Well, the yellow jackets are sorta copied from the green teeth. The green teeth can be re-sharpened!!! and the yellow jackets can not be re-sharpened!!! Green teeth has three sides, yellow jackets has two sides. I think this is a no brainer!!!


----------



## ozzy42 (Dec 23, 2011)

StumpAway MS said:


> Well, the yellow jackets are sorta copied from the green teeth. The green teeth can be re-sharpened!!! and the yellow jackets can not be re-sharpened!!! Green teeth has three sides, yellow jackets has two sides. I think this is a no brainer!!!

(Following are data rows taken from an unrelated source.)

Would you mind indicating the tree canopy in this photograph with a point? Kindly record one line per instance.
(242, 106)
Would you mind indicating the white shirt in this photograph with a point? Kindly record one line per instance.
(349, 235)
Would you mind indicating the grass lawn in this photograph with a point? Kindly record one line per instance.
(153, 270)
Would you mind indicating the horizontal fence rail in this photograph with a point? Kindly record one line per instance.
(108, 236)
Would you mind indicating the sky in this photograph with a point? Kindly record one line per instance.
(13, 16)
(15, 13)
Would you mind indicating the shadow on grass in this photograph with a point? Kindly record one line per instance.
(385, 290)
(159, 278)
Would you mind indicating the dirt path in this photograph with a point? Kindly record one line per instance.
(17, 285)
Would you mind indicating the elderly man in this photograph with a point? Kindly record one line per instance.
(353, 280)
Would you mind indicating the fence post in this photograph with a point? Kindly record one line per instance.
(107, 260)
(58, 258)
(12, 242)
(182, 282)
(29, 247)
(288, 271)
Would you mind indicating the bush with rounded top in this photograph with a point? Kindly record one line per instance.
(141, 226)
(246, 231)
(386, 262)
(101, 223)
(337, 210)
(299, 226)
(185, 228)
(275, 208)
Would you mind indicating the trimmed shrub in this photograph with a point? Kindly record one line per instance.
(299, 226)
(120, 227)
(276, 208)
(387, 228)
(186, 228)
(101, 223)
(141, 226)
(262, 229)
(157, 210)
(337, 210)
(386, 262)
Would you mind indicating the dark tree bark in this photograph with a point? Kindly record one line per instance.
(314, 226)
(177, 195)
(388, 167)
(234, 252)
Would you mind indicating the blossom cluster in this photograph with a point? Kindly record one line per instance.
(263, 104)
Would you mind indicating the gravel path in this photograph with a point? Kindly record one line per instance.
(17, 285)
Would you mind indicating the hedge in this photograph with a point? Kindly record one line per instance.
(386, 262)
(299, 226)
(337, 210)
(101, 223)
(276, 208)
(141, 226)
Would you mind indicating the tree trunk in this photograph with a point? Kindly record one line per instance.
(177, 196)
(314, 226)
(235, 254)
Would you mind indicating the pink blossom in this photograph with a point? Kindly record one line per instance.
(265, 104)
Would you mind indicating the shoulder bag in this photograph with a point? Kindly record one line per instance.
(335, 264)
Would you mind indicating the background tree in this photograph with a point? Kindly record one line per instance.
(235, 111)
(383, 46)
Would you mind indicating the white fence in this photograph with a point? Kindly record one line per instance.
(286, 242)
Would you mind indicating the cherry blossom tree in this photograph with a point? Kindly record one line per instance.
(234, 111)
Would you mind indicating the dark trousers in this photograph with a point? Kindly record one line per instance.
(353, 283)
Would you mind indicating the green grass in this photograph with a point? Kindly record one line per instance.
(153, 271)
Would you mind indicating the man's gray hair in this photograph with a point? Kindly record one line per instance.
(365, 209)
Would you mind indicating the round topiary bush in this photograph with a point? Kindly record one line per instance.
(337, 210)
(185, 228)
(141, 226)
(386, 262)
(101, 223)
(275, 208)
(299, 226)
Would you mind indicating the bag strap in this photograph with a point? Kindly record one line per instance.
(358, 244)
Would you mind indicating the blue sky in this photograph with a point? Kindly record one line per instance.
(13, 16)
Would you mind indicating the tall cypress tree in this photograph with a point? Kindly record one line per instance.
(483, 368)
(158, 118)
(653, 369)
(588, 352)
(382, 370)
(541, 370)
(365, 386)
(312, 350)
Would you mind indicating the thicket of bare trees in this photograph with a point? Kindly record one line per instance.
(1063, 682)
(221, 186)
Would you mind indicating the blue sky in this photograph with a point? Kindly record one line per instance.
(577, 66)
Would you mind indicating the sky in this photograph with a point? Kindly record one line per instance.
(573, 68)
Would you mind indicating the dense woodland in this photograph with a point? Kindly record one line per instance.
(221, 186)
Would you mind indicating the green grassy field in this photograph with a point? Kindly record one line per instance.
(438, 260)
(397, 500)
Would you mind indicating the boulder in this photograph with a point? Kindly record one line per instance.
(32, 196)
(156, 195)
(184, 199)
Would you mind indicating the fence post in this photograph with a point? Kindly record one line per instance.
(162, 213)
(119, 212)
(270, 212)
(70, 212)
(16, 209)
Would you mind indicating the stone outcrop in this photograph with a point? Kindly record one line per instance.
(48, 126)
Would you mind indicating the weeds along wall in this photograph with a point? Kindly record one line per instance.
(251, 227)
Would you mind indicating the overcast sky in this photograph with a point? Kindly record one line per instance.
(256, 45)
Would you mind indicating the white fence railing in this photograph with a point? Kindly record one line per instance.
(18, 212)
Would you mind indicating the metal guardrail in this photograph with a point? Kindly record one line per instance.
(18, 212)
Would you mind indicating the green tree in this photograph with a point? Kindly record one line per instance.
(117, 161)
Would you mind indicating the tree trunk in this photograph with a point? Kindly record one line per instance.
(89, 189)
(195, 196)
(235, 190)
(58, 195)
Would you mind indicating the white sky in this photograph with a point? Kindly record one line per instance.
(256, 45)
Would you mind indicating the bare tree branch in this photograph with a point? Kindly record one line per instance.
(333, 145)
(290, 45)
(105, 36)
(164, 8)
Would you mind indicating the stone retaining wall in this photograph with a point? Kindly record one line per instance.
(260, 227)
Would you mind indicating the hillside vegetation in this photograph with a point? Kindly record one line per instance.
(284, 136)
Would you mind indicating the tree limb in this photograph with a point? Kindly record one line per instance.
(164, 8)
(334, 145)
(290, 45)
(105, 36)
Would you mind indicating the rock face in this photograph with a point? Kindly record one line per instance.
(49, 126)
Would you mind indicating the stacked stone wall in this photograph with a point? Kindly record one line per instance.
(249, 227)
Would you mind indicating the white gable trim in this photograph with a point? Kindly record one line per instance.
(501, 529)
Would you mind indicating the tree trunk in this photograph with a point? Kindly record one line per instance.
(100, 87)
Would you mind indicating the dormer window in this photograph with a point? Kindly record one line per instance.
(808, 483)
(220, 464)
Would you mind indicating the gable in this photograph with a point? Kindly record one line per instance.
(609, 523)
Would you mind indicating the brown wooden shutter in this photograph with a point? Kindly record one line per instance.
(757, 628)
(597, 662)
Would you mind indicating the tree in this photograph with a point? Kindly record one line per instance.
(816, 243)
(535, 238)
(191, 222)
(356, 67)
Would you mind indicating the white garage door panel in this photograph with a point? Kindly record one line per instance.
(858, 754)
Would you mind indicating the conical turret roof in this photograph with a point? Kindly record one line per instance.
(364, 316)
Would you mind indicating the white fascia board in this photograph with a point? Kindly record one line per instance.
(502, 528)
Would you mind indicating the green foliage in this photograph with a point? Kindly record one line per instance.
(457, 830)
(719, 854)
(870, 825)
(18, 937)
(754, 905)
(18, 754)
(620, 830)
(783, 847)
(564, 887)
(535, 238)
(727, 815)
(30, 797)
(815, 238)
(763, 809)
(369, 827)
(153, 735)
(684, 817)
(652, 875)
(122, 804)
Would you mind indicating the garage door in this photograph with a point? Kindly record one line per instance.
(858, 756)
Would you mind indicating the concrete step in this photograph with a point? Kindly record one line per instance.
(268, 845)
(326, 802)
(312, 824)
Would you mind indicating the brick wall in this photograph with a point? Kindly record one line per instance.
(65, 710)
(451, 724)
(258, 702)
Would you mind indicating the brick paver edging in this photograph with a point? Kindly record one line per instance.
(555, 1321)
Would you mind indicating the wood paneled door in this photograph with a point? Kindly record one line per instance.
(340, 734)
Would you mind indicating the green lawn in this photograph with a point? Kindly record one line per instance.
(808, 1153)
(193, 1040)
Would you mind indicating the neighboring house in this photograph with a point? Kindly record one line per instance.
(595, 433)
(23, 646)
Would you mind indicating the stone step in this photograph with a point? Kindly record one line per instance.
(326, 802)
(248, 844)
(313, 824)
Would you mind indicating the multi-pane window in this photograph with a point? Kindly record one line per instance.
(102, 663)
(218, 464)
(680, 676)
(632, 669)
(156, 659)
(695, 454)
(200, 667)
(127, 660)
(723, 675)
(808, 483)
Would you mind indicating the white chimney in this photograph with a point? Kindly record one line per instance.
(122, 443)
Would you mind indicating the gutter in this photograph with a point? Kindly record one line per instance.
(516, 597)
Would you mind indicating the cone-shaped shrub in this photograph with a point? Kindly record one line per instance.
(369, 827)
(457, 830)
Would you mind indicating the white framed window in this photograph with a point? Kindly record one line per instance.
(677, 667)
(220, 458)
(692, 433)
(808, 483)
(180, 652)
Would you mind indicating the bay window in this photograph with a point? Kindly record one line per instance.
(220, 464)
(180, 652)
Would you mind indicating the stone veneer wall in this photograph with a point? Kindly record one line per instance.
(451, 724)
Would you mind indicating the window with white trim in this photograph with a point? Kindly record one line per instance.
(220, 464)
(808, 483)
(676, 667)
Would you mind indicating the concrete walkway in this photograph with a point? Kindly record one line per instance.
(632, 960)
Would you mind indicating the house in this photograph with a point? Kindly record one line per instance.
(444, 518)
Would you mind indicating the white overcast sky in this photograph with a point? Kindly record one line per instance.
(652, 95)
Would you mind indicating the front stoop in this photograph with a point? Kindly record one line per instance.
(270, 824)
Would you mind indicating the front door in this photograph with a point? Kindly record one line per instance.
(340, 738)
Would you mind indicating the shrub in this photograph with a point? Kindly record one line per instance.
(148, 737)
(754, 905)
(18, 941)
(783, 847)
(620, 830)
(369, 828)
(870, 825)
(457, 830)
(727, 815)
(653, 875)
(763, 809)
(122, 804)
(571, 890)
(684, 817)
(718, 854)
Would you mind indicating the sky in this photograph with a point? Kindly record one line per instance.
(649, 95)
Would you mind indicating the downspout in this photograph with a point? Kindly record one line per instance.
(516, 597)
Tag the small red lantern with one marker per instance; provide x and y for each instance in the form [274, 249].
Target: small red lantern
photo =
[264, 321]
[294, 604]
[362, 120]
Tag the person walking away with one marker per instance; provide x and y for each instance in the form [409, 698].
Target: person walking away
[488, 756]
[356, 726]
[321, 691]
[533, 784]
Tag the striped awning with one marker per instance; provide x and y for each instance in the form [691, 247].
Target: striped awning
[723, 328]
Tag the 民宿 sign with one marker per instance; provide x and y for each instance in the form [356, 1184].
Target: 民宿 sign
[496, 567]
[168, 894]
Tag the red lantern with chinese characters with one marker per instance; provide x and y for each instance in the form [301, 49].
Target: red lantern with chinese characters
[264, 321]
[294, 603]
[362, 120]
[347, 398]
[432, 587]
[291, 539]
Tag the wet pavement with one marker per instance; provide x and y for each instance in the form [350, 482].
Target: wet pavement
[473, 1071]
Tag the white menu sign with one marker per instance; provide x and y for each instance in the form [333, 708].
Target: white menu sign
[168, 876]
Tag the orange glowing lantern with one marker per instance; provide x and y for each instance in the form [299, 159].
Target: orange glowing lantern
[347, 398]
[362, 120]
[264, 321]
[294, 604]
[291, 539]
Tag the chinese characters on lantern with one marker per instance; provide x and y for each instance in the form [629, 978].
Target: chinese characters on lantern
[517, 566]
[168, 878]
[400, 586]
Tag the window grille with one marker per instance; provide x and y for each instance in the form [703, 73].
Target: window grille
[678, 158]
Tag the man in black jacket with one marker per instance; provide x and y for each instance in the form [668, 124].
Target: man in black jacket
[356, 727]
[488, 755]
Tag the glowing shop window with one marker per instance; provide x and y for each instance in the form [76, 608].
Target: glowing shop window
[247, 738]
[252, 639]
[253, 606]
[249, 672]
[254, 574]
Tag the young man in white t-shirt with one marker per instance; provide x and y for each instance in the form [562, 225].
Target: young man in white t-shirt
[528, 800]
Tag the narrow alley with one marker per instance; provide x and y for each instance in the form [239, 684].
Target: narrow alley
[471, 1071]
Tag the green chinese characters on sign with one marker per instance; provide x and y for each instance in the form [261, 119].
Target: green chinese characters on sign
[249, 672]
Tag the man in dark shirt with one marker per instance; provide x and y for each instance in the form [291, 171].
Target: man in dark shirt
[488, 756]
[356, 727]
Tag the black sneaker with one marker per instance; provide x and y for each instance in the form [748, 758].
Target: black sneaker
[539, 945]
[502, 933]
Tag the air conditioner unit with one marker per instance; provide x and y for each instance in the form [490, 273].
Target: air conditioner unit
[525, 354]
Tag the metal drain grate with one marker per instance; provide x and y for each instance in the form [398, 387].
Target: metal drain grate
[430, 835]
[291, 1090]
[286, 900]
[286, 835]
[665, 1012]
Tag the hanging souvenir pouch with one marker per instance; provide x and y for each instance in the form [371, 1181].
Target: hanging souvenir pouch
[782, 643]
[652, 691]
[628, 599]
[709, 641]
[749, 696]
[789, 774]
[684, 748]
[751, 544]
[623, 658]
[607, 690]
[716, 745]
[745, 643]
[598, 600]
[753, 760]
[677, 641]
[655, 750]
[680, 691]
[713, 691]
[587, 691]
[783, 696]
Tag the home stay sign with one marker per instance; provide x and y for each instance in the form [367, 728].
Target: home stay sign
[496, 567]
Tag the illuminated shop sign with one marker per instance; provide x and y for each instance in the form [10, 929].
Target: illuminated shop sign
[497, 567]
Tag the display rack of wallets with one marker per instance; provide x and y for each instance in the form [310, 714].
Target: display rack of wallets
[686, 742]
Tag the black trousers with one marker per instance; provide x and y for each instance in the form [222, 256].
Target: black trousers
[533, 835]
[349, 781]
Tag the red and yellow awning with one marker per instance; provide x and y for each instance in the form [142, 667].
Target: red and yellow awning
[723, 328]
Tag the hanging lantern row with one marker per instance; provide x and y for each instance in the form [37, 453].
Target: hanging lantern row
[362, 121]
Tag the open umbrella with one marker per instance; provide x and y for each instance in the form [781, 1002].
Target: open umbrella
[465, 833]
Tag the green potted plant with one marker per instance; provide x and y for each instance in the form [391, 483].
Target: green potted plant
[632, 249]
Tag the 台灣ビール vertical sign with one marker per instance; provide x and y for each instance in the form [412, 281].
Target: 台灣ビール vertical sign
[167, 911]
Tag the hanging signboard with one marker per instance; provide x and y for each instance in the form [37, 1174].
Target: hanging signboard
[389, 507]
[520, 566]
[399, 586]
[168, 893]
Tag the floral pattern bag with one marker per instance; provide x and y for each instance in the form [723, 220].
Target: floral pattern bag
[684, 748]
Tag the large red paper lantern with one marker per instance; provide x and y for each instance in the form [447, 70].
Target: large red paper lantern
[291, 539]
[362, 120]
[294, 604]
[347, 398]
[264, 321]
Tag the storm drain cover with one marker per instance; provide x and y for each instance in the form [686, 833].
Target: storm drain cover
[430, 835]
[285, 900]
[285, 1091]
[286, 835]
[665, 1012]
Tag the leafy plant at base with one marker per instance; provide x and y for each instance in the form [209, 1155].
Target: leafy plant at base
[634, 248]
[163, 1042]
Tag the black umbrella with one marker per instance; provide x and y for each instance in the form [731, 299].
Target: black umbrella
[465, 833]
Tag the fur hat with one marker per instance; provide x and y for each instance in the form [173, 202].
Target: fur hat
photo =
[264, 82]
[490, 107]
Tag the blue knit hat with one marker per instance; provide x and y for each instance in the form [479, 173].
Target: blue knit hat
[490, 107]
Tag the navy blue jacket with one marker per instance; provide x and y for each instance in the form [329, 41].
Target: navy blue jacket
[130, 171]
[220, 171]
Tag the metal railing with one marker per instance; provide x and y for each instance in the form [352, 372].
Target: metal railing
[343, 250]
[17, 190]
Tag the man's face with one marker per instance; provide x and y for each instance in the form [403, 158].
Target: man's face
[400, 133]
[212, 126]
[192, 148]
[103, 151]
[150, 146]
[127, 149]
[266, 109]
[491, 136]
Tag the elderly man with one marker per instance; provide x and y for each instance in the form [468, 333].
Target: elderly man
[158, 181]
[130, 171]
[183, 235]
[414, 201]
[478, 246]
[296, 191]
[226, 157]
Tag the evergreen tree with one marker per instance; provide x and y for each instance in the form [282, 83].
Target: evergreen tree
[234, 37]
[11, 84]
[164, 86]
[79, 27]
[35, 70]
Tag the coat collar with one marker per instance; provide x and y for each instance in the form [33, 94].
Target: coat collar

While it's true the greens have 3 sides and the yellows only have 2 ,they both last about the same because you canalso switch them from one side of the wheel to the other,and simply turning them does not allways give you a brand new edge on either style because the backsides tend to wear a little bit even though not in direct contact with the face of the stump.Not knocking the greens,but just saying.As I told the OP though, I wouldn't change the greens just for the sake of changing them.They are both good from what i've seen.


----------



## flushcut (Dec 25, 2011)

StumpAway MS said:


> and the yellow jackets can not be re-sharpened



Hunh that's funny because I have a set that has been sharpened five times and sixty other teeth that have been sharpened three times.


----------



## lacky (Dec 25, 2011)

Anyone have any suggestions for where to buy the yellow jackets. I have them now and have bought new teeth through my local Vermeer dealer, but wondering if there is a better place?

Chris


----------



## flushcut (Dec 26, 2011)

lacky said:


> Anyone have any suggestions for where to buy the yellow jackets. I have them now and have bought new teeth through my local Vermeer dealer, but wondering if there is a better place?
> 
> Chris



None that I know of but I do call Vermeer every now and again and ask what the price is and sometimes you get lucky when the steel market is down. Last time I picked some up they were $8.10 a tooth. I know they can be re-tipped for less than new but silver solder (brazing rod) is $$$$. If you do happen to find a place lets us know and vise versa.


----------



## StumpAway MS (Dec 28, 2011)

*Yellow Jackets*



lacky said:


> Anyone have any suggestions for where to buy the yellow jackets. I have them now and have bought new teeth through my local Vermeer dealer, but wondering if there is a better place?
> 
> Chris



The yellow jackets are made for and only sold by Vermeer, can't get those anywhere else.


----------